Alguém, aos prantos,
me indica a porta de um dos quartos. Eu esmurro a porta, com lágrimas nos
olhos, implorando para a mulher não tirar sua própria vida. Não quero que ela
se mate, de jeito nenhum. Não teria motivo. É uma escolha drástica, uma atitude
impensada, talvez. Continuo chorando e implorando para que abra a porta e me
deixe entrar para consolá-la. Mas, nada.
Quando,
finalmente, a porta se abre, tento entrar o mais rápido que posso. Alguém
saindo do quarto barra minha passagem. Um médico, gordo, meia idade. Ele não
diz nada, nem mesmo olha pra mim. Sai pela porta olhando para o chão, como quem
estivesse cansado, mas, transmitindo ter dado tudo certo.
Entro.

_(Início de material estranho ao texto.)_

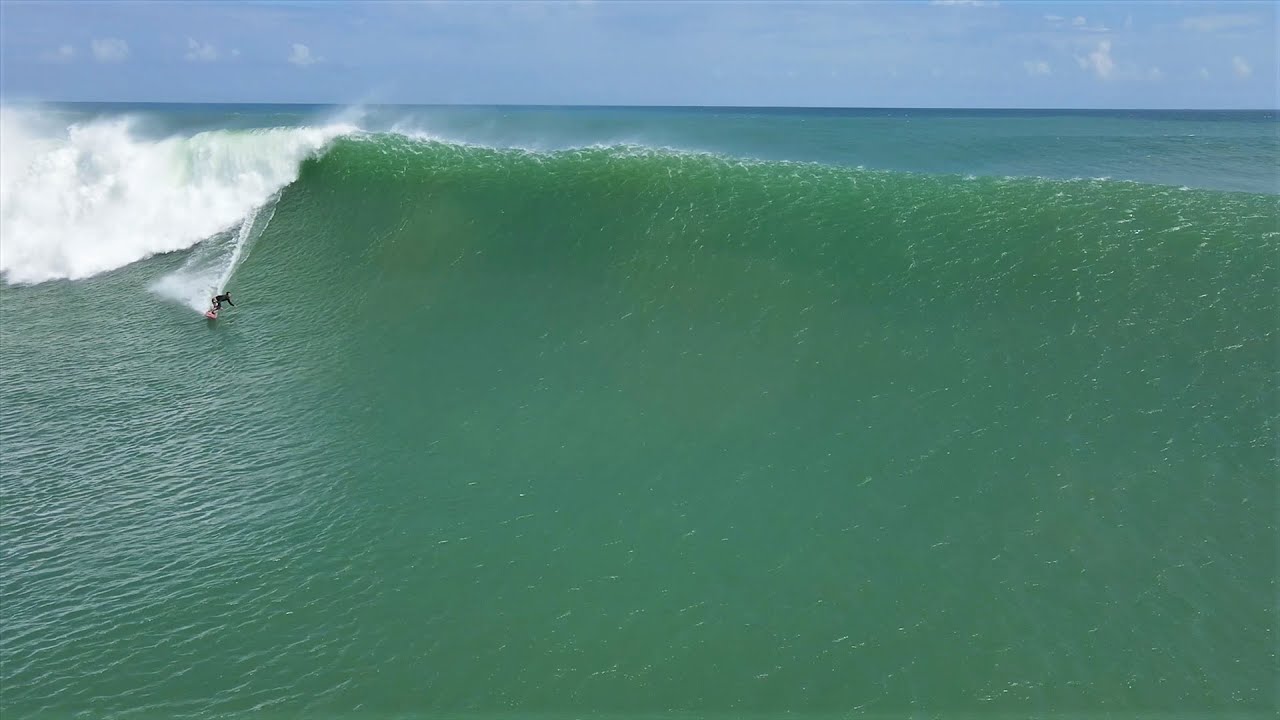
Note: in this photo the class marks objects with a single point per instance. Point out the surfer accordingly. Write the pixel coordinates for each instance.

A
mulher não está morta. Está ali, em pé, olhando pra mim. Caminhando em minha
direção, mas, sem dizer uma só palavra. Sangue por todos os lados. Uma cama de
hospital encostada a uma das paredes do quarto, empapada de sangue, assim como
a parede, como se pegassem um balde de tinta vermelha e jogassem alegremente na
parede tentando o melhor resultado. Vertigem.
A mulher anda
pelo quarto, me ignorando. Tento entender o que houve, por que tanto sangue e
ela ali, em pé, vestindo avental hospitalar, ensanguentada, assim como o chão,
a parede, a cama, as roupas, os lençóis... Tudo em vermelho vivo.
Quando chego
ao banheiro, no quarto, amais sangue pelo chão e encima da pia. Uma pia grande.
Pia de banheiro, mas, maior que o normal. Uma toalha azul escura, escura pelo
sangue, servindo de embrulho. Finalmente compreendo o que houve, mas, não quero
aceitar. Um aborto numa hora destas? Por quê? Para quê? Uma tristeza insalubre
toma minha consciência. Desespero.
Não posso
acreditar. A mulher ali, em pé, zanzando pelo quarto. Eu nem ao menos sei quem
é essa mulher de cabelo curto, loiro mal tingido. Não conheço essa casa. Quero
abrir a toalha embrulhada, mas sei que é uma criança abortada ali, sobre a pia.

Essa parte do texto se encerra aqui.